Besides that, Cocoa Touch is pretty damn easy, even easier than desktop Cocoa development.
RevMobile does not actually support Android:
iPhone & iPad Windows Mobile Maemo
Their code is probably C or C++ and they never heard of the Android NDK.
I am to paranoid for those online office stuff.
At least, you've never used an older Mac laptop. Because the default trackpad driver didn't include any way to right click (except by holding down control or command or something). Which was why I did, in fact, have to get a third party driver.
... the answer to that problem is to write applications correctly, not enforce a single-button only policy on the world. Which is what I was living with on the Powerbook.
It should also be noted that in addition to lacking a right button (equivalent), the supplied driver also lacked any equivalent of the scroll wheel. Are you going to now tell me my system was more usable because I had to move the cursor to the edge of the screen every time I wanted to scroll down the page?
I'm not arguing that it's a bad idea to make critical functionality available without extra buttons. But for heaven's sake, reducing the system's functionality to the lowest common denominator cripples everyone else. I return to my pad & paper analogy. It's the most usable word processor ever invented - anyone who can read and write can use it. All its functions are intuitively obvious to the most casual observer. But it doesn't do much of anything.
It's just not reasonable to assume that users shouldn't have to learn anything to use a program.
It sounded like fun, so I tried stepping through google's instructions. I was a bit surprised when their Getting Started page said "Whether you are using a Mac or a PC, a Nexus One or a MyTouch, this section will tell you everything you need to know to get App Inventor set up on your computer and phone." This seems to exclude my linux box, which seemed odd. Oh, well, I grabbed my Macbook Pro and tried following the instructions there.
After a bit of stumbling around, appinventor said it's installed. So I connected my G1 to the Mac, and it said it was connected via USB and in debug mode. So I clicked on the link to http://appinventor.googlelabs.com/ which shows me an App Inventor window that should appear. It doesn't. I do get a page that says App Inventor, asking me to log in with my google account. I do that, and get another App Inventor page asking for some information (including the email address that I just logged in with ;-). I fill in that information, hit the Submit button, get yet another App Inventor page saying "Thank you. Your information has been sent to the App Inventor team." There are no links on this page.

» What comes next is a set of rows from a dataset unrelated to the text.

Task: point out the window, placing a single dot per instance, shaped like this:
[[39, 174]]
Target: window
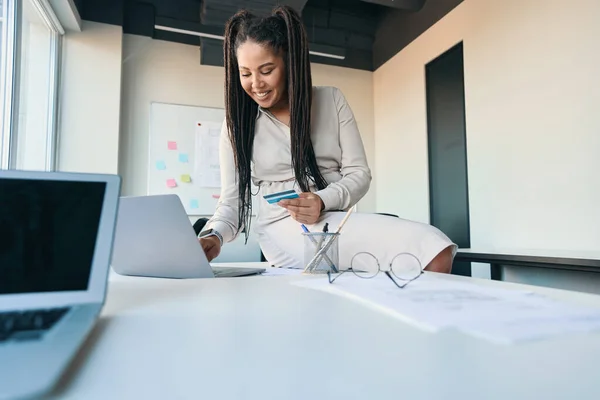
[[31, 55]]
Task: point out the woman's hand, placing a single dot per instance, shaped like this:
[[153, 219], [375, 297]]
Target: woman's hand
[[306, 209], [211, 246]]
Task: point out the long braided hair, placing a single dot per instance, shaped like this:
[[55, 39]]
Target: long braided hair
[[284, 32]]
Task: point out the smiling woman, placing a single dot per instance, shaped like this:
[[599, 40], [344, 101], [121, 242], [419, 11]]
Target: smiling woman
[[281, 133]]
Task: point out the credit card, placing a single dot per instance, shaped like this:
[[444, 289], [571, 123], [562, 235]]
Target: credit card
[[275, 197]]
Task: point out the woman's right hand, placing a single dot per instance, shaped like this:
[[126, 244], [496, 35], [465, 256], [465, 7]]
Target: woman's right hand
[[211, 246]]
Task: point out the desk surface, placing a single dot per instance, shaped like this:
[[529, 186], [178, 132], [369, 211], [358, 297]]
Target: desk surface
[[262, 338]]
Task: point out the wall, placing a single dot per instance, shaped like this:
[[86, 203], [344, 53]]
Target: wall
[[90, 96], [532, 94], [155, 70]]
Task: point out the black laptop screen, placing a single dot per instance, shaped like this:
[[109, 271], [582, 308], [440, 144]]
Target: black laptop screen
[[48, 233]]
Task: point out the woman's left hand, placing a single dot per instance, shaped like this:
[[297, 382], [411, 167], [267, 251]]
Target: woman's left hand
[[306, 209]]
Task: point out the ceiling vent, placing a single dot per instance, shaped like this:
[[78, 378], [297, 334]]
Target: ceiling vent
[[408, 5]]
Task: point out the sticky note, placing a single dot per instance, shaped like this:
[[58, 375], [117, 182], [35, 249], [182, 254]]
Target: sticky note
[[186, 178]]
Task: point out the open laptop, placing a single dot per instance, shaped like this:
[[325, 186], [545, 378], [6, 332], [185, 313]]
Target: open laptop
[[154, 238], [56, 236]]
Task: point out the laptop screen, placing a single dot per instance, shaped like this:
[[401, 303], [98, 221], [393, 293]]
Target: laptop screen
[[48, 233]]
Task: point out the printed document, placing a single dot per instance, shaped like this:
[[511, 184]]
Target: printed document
[[500, 315]]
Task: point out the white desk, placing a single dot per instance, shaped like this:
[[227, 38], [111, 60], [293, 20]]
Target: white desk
[[261, 338]]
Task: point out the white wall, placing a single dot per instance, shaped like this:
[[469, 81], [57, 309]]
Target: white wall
[[532, 94], [161, 71], [90, 97]]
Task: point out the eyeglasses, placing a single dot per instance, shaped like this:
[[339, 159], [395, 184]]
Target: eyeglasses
[[404, 268]]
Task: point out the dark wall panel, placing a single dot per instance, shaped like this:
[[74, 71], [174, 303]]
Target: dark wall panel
[[448, 180]]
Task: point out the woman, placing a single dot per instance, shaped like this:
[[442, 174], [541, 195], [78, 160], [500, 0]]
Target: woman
[[282, 133]]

That's apparently the end of the install tree. I've tried a few different paths through the maze of links, and they all lead to the same dead end. I expected some feedback through a gmail message, but after several hours, no messages from google have appeared there.
So how have others tested App Inventor? Have you got it working? I'm obviously missing something, but I can't see what. Maybe it's a test to see whether I can spot something that I'm failing to spot ...
(Hmmm ... It occurs to me that gmail may have sent me a message that was tossed in the spam folder. Hold on ... Nope; just one message since I started on App Inventor, and it was from me offering "VIAGRA cheap".)
Those who do study history are doomed to stand helplessly by while everyone else repeats it.
Every attempt to make programming "not programming" succeeds in specially crafted demos, but still fails at anything larger than the tiniest apps. Take a look at google's own screenshot of a game made with this... it still looks like regular programming, only perhaps grosser and more confusing because the blocks stretch out in unjustified directions. At least with a font-based programming language you can use a fixed-width font.